Datathon — Multi-Modal Property Search

RobinReal Challenge

📅 2026 🏢 Datathon Challenge Track 🛠️ My focus: Retrieval pipeline 📂 GitHub Repository

Overview

Built a conversational, multi-modal real-estate search system for the RobinReal datathon. Users ask in any of four languages — e.g. "3-room bright apartment in Zurich under 2800 CHF" — and the system returns ranked listings by combining structured filters, multi-turn user profiling, and a hybrid retrieval stack that fuses dense, sparse, cross-modal image, and lexical signals.

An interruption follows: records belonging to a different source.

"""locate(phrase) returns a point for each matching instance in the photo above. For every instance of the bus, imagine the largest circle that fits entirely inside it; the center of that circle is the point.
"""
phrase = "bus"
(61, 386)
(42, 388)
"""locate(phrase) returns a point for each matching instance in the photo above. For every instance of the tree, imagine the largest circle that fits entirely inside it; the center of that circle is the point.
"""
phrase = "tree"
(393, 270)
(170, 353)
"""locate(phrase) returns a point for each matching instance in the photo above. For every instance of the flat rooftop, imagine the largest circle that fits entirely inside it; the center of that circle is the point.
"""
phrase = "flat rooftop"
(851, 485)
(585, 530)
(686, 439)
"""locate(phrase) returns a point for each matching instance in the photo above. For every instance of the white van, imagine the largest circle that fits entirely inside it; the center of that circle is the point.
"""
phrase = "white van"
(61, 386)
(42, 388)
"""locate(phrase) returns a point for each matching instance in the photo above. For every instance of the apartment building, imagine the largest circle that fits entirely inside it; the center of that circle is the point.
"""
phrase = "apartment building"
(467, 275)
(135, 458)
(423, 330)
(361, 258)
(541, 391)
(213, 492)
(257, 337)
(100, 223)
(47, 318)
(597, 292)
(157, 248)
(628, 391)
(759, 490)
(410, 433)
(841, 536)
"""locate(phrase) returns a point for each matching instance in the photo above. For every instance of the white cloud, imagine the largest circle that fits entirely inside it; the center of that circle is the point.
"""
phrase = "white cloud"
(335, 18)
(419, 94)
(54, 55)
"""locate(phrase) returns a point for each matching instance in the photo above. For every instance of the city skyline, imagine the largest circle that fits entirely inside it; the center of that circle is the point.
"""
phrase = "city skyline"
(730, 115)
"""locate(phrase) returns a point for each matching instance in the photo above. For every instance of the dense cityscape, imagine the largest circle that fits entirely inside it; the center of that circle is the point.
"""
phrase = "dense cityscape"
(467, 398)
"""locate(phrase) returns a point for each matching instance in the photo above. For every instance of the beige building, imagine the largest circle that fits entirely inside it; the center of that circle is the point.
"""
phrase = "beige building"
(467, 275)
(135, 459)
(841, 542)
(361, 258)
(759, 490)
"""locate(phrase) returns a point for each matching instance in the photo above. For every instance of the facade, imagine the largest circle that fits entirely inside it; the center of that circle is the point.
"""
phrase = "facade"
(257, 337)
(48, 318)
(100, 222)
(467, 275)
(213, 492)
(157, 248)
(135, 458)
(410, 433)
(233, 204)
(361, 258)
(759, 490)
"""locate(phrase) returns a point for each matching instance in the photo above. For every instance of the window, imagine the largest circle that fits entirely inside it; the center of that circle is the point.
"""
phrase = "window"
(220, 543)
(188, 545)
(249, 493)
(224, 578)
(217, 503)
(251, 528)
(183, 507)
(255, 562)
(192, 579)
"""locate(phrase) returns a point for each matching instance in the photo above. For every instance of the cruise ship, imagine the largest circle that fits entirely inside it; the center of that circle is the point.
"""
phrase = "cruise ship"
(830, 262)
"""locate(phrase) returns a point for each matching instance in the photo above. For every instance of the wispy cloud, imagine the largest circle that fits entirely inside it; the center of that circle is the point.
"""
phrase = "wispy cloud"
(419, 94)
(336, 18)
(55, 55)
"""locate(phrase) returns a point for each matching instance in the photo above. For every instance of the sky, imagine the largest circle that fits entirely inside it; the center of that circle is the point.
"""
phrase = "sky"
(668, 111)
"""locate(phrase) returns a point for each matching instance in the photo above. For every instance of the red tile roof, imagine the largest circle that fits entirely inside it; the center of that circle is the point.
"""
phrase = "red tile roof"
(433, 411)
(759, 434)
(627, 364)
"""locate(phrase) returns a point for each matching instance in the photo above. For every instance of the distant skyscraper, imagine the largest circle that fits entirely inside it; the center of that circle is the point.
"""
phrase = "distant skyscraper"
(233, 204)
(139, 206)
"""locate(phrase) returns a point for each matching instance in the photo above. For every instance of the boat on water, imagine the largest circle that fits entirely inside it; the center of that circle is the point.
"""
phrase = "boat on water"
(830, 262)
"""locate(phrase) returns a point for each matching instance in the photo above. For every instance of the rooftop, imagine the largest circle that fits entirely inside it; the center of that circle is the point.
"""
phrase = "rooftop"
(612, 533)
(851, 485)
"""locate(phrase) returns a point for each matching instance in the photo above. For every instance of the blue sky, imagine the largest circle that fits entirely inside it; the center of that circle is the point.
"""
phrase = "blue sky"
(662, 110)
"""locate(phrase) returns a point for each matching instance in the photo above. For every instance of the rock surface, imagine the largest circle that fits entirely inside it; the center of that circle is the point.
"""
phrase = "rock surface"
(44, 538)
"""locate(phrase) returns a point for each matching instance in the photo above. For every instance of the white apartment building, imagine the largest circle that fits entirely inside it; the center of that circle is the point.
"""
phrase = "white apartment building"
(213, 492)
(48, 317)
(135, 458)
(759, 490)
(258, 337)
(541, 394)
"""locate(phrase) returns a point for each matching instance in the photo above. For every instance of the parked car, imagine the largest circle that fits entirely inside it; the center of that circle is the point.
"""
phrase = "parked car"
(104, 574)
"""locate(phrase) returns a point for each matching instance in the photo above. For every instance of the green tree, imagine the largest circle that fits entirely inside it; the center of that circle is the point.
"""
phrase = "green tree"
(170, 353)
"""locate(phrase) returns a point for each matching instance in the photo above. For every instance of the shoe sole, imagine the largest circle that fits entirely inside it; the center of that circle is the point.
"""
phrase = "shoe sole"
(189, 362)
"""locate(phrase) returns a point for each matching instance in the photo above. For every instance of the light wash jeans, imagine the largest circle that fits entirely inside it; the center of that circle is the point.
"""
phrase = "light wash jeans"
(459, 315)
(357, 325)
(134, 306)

🎯 Goal: Move beyond keyword-and-checkbox real-estate search. Let users describe what they actually want in any of EN / DE / FR / IT, fold soft preferences in from conversation context, and treat listing photos as a first-class retrieval signal — not a post-hoc filter.

Pipeline (high level)

Five stages, with my contribution focused on Stages 2–4 (the retrieval stack):

Hard Filter — LLM-extracted structured slots → SQLite, deterministic candidate set.
Query Encoding — BGE-M3 (dense + sparse), SigLIP-2 text tower (cross-modal), and 4-language BM25 over pre-translated indices.
Multi-Signal Scoring + RRF — three neural rankers (BGE Dense, BGE Sparse, SigLIP Image) fused via Reciprocal Rank Fusion (k = 60).
BM25 Diversity Injection — top-20% BM25 hits not in top-100 fused → replace tail; fills embedding blind spots.
Multi-turn User Profiling — running profile of soft preferences; augments the query across turns.

Stage 1 — Hard Filter

Slot extraction: An LLM parses the query into structured slots (city, postal code, price range, room count, offer type, geo radius, must-have features).
SQL-backed filter: Slots are translated to SQLite queries with auto-generated indices over the imported listing CSVs, producing a deterministic candidate set before any neural retrieval runs.
Geo handling: Listings without street addresses fall back to reverse geocoding via Nominatim, with precomputed lat/lon features so radius filters stay cheap at query time.

Retrieval (Stages 2–4) — Deep Dive

This is the part of the system I owned. The retrieval stack is built around three observations: (1) a single embedding model has blind spots, (2) listing photos carry signal that text descriptions miss, and (3) the corpus is multilingual (German, French, Italian, English) — translating queries on the fly was too lossy. The design is a hybrid stack with four parallel scorers fused by rank, plus a lexical safety net at the end.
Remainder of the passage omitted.